Every jumper / cable / channel setting has been tried, and even my BIOS has been flashed. The previous hard drive was added back in to the equation in its previous position, and neither device was recognized. The board is an ABit AI7, and the primary hard drive is a WD Raptor attached on SATA1.

The IDE cable was (temporarily) ruled out as the cause of the problem since the devices were recognized fine prior to the hard drive removal. The IDE cable can be swapped and a different one used, but I am in pursuit of more probable sources that are causing this issue.

What suggestions do you have for getting the DVD burner to be recognized again?
 
TheOneGreatX said:
make sure the DVD burner is set as a single, not the master.

On hard drives, Single is generally set without any jumper at all. Should this be the case with the burner as well? If so, this has been tried already, and was unsuccessful as well (every jumper / cable / channel setting has been tried).

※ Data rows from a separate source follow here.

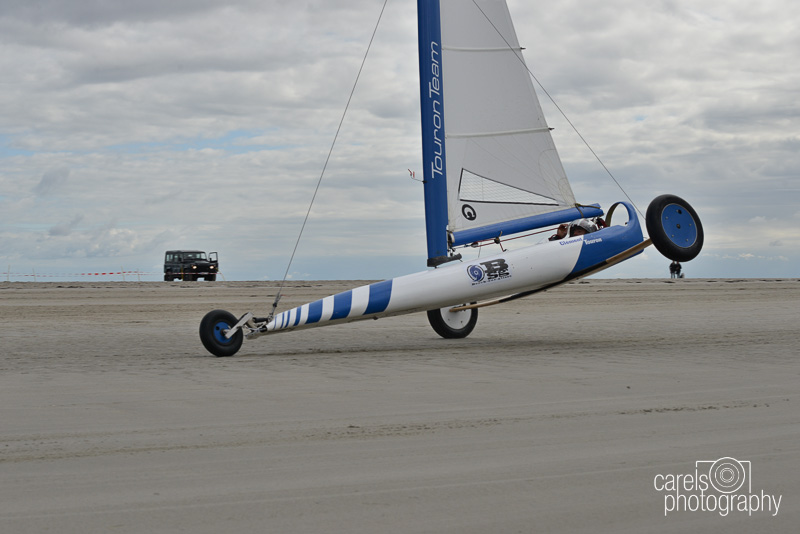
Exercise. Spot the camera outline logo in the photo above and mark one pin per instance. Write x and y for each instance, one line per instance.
(727, 475)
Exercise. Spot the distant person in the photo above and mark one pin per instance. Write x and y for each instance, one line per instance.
(675, 270)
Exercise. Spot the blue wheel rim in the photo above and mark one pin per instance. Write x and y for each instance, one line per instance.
(679, 225)
(219, 334)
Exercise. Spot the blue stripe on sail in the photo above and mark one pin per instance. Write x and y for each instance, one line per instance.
(522, 225)
(342, 304)
(379, 295)
(314, 312)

A friend of mine seems to think the IDE cable is the most probable culprit, so I will try with a different IDE cable this evening.
 
Is the DVD burner at the end connector and not the middle connector?
 
Yeah, I would say there are two likely culprits.

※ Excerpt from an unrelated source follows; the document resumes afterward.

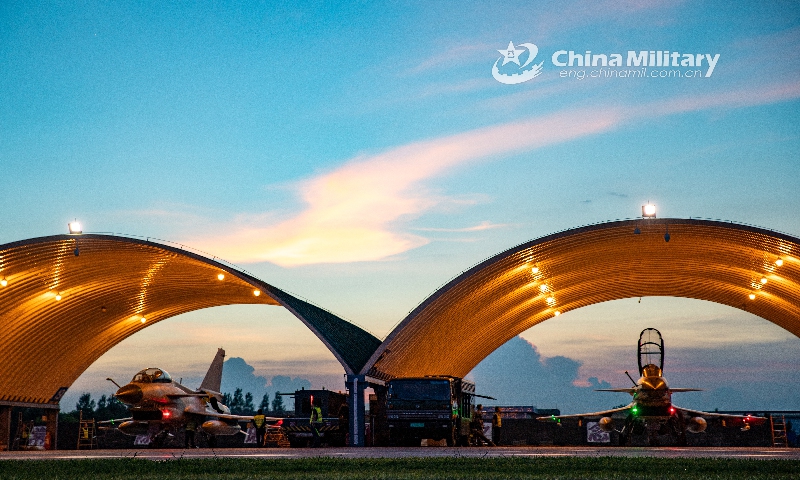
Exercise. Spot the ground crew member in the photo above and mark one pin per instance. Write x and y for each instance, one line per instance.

1. That cable. Ive seen this quite a few times, IDE cables going bad. I HATE IDE cables..
2. The IDE controller. Give the secondary (assuming youre using the primary) channel a shot, see if they show up.
 
lithium726 said:
Yeah, I would say there are two likely culprits.

1. That cable. Ive seen this quite a few times, IDE cables going bad. I HATE IDE cables..
2. The IDE controller. Give the secondary (assuming youre using the primary) channel a shot, see if they show up.

He already said every channel was tried. Most likely the ribbon broke a wire when you unplugged the HD the first time. I've had that happen.
 
Thank you all for the suggestions and responses. It indeed was the cable, fortunately I suppose. The other alternative was the IDE controllers on the board which was also mentioned in this thread. Spare motherboards are not quite as easy to come by as spare IDE cables.

Thanks again!
 
Is it a 40-wire cable or 80-wire cable? I've seen several instances where single CD drives would not run on the 80-wire cable after the hard drive is removed.
 
Zamboni said:
Is it a 40-wire cable or 80-wire cable? I've seen several instances where single CD drives would not run on the 80-wire cable after the hard drive is removed.

80-wire, I believe. What caused the single CD drive to not run on the 80-wire cable after the hard drive was removed?
 
int0x80 said:
80-wire, I believe. What caused the single CD drive to not run on the 80-wire cable after the hard drive was removed?
Gremlins. I suspect it's something with the motherboard detecting the 80-wire cable and pushing the channel to a UDMA level the CD-ROM doesn't support, but I haven't spent a lot of time tracking it down. Putting the optical drives back on the old-school cables seems to fix it, so I just made it a habit to re-cable the systems that way rather than troubleshoot them.